DAY AND NIGHT, AND SEASONS
Owing to the undoubted permanent markings on the surface of Mars, astronomers have been able to determine the length of its day with much less likelihood of error than in the case of any other planet except the one on which we dwell. It rotates on its axis in twenty-four hours, thirty-seven minutes, and twenty-three seconds, which makes its day nearly forty minutes longer than ours. In our greed for all too fleeting time we may feel a little envy of these extra minutes, which would mean so much to us if added to our day. But they do not seem so important when we consider that while Mars is having six hundred and seventy of these days we are having six hundred and eighty-seven of ours, which, after all, seems to give us eighteen days more of time. Our attitude toward the situation depends upon the point of view.
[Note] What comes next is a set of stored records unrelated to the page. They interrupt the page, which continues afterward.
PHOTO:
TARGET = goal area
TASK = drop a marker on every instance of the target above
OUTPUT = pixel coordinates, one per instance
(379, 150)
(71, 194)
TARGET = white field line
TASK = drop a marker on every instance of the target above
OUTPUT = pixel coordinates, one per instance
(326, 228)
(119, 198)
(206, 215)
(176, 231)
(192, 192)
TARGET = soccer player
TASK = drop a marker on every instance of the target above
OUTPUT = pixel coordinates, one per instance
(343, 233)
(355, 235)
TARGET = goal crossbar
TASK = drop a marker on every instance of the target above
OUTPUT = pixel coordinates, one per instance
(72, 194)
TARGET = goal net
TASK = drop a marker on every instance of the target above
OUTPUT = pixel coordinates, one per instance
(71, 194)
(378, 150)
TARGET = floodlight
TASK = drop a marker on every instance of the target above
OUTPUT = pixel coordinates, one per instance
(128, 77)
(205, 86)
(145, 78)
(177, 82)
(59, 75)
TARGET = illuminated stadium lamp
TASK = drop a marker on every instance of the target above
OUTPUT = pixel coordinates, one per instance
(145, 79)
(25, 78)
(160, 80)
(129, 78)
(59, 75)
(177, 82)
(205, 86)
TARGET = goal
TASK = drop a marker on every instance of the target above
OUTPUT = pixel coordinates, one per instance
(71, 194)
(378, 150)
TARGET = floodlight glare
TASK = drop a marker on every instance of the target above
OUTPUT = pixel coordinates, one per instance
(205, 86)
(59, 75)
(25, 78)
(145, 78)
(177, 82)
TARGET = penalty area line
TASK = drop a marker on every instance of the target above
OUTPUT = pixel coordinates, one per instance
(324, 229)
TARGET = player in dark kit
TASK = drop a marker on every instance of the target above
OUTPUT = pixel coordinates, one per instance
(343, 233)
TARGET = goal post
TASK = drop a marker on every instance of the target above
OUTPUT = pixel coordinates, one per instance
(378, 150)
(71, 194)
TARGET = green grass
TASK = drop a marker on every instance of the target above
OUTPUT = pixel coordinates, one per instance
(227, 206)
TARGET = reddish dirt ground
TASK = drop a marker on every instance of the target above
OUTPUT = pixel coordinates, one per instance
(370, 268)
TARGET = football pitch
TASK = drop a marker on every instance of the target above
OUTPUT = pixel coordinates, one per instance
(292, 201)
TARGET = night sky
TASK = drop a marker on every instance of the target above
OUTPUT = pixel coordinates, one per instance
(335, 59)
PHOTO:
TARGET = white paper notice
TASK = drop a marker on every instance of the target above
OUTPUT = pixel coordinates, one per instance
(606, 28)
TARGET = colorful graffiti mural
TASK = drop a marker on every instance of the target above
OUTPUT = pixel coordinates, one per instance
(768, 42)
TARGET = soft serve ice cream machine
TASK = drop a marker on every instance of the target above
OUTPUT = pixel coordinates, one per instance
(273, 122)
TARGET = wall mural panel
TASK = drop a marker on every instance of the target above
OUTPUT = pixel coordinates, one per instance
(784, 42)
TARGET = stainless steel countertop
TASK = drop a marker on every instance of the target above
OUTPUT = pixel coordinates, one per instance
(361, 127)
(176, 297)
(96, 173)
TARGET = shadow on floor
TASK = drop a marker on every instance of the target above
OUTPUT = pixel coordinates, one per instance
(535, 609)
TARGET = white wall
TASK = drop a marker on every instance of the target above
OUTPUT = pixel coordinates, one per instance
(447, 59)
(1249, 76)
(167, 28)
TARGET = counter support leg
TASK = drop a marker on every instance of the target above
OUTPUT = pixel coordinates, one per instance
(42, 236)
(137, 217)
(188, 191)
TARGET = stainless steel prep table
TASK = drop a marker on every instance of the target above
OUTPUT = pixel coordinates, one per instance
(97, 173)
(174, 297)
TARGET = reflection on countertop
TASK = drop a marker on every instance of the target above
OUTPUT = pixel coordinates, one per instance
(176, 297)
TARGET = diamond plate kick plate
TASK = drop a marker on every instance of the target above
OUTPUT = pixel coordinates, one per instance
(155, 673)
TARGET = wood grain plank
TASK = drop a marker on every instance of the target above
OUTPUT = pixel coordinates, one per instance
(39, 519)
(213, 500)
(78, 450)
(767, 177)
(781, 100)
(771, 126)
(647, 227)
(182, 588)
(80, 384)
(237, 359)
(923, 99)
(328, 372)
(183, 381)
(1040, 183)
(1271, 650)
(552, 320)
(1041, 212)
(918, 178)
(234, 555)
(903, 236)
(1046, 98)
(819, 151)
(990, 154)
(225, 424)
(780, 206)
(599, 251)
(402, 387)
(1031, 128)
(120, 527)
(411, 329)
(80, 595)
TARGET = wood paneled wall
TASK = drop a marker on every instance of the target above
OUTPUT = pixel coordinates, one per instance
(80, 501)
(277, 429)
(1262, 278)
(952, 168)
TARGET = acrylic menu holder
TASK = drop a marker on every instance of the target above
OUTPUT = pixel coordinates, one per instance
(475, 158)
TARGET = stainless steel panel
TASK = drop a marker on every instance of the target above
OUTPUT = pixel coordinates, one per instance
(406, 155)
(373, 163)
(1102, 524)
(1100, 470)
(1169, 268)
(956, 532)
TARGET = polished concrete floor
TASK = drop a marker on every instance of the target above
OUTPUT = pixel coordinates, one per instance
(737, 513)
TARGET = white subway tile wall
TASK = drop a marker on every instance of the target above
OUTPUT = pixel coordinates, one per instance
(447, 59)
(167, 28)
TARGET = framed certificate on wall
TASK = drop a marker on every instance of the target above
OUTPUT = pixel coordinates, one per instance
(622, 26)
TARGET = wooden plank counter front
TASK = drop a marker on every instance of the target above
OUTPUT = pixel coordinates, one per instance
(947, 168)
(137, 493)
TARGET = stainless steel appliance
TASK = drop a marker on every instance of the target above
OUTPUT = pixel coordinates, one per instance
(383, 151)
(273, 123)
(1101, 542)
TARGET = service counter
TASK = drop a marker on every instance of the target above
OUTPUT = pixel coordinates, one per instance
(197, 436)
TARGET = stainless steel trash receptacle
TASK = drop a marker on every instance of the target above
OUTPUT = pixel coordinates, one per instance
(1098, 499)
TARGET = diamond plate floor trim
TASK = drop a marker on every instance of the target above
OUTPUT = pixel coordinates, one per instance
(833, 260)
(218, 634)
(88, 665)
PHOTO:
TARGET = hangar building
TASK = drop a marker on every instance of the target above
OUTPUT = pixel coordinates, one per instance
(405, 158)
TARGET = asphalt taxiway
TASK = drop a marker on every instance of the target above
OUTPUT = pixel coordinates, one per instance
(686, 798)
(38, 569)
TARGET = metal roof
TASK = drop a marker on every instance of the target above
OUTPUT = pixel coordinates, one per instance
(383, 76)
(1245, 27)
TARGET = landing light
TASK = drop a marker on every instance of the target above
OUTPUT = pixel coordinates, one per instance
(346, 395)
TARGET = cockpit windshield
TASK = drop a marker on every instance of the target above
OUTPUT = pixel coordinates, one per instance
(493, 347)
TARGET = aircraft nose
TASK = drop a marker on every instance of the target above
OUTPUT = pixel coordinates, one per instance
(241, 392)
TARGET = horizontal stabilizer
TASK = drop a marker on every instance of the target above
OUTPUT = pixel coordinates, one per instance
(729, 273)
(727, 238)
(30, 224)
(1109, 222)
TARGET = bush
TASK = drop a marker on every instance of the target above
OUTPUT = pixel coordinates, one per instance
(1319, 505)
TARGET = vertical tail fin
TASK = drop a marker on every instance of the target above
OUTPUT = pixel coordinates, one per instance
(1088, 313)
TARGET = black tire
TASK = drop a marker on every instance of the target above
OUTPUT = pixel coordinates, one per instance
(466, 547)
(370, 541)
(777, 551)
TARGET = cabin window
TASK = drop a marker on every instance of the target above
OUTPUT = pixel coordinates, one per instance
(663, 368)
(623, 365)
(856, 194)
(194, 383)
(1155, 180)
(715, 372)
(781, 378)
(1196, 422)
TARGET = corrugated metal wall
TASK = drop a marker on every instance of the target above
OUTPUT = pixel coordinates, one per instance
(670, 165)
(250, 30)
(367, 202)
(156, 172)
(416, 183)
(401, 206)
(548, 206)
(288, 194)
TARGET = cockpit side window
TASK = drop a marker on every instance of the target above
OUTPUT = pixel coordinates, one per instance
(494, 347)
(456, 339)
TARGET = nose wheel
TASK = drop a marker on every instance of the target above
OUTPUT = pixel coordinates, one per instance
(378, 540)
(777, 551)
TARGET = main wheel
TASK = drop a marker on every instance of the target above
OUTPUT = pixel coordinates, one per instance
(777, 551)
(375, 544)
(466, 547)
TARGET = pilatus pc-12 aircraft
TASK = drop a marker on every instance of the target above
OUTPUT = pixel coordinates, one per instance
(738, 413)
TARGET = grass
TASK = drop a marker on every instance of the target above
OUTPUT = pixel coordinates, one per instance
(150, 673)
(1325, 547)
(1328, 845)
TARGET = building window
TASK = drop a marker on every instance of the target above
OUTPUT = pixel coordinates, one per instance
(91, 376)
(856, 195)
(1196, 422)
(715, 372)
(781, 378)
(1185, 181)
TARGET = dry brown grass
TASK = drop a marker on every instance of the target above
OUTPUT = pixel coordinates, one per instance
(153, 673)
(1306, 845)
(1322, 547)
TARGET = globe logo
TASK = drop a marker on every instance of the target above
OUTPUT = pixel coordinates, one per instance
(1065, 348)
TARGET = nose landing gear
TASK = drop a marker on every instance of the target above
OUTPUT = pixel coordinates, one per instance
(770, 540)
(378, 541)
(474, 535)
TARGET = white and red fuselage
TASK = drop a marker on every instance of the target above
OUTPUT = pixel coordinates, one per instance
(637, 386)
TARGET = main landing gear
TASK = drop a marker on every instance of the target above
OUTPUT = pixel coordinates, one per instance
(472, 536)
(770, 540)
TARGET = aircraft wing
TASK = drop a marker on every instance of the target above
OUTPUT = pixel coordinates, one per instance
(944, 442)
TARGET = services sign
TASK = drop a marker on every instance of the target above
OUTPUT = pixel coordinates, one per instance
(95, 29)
The axis of Mars is inclined to its orbit about twenty-four degrees and fifty minutes. This is but little more than the inclination of the earth’s axis, which is twenty-three degrees and twenty-seven minutes. Mars, therefore, has seasons very much like ours. They are, however, slightly more marked than ours, because of the somewhat greater inclination of the axis of the planet; and they are nearly double the length of ours, because it takes Mars nearly two of our years to make its journey around the sun. Its seasons, then, are nearly six months long, while ours are but three. It has frigid, temperate, and torrid zones, practically the same as the earth has. Its greatest inequalities of season are caused by the eccentricity of its orbit. It is, like the earth, farthest away from the sun when it is summer in the northern hemisphere; and in this situation it travels so much more slowly than when it is near the sun that summer in its northern hemisphere is seventy-five days longer than the same season in the southern hemisphere. The northern summer and the southern winter are each three hundred and eighty days long, while the reverse seasons in each hemisphere are only three hundred and six days long. The northern summer is not only longer but also cooler than the southern, and the northern winter is shorter and warmer than the southern. Which hemisphere has the more favorable climate depends upon what is needed on Mars to maintain life. It may be that in this regard the shorter, hotter, southern summer is the best season the planet affords.